I had failed two times in Mains before I cleared in my third attempt. What I can offer to potential aspirants of value are areas of possible improvement and methods to improve. I would not be dealing with the book list and sources to refer. You can find many such lists across various blogs and platforms.

My GS marks in my various attempts were.

GS 2014 2015 2016
GS – 1 56 91 105
GS – 2 77 57 92
GS – 3 74 97 106
GS – 4 93 81 129
I sincerely believe that Mains is a stage where the aspirants uniqueness and creativity comes to the fore. No two candidates are same. All have their own strengths and weaknesses. You work on them separately and write a paper that is the best that you can manage with your skills. What I present in the subsequent passages are a set of things I did beyond the reading of sources. You should take these as pointers for your own improvement and use them to recognize weaknesses in your strategy. If you persist with similar constant improvements, no force can stop you from getting the coveted services.
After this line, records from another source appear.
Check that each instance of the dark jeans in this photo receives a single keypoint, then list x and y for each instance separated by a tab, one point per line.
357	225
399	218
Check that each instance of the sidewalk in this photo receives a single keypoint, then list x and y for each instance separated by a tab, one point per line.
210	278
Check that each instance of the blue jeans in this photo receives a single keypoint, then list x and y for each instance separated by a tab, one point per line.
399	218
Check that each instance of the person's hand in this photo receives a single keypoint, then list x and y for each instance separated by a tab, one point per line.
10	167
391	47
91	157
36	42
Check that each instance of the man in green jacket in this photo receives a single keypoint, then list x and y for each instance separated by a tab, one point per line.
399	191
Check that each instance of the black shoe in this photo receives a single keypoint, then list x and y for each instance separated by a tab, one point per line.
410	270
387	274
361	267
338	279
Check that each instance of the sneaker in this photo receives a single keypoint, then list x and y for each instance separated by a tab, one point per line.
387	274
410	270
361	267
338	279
I have tried my best to put all my experiences that may help any aspirant into this article. So apologies for the long post.

Initiatives that I followed & Implemented

I was following Answer Writing last year as well on other websites, but I was somehow not able to improve my score. I needed to figure out what I was doing wrong. So I concluded that. The quality and quantity of questions that you attempt is important. So it's not that of you just solve random questions everyday and you will get good practice. Questions quality has to be good.
Do daily answer writing practice. I later thought that I will need some guidance and need to write questions in an exam atmosphere for three hours, so I joined ForumIAS MGP ( offline ). I realized that we need to get our copied checked and evaluated at least once from someone to see deficiencies that I am unable to see. Otherwise, I will keep repeating the same mistakes that I made in my last attempts.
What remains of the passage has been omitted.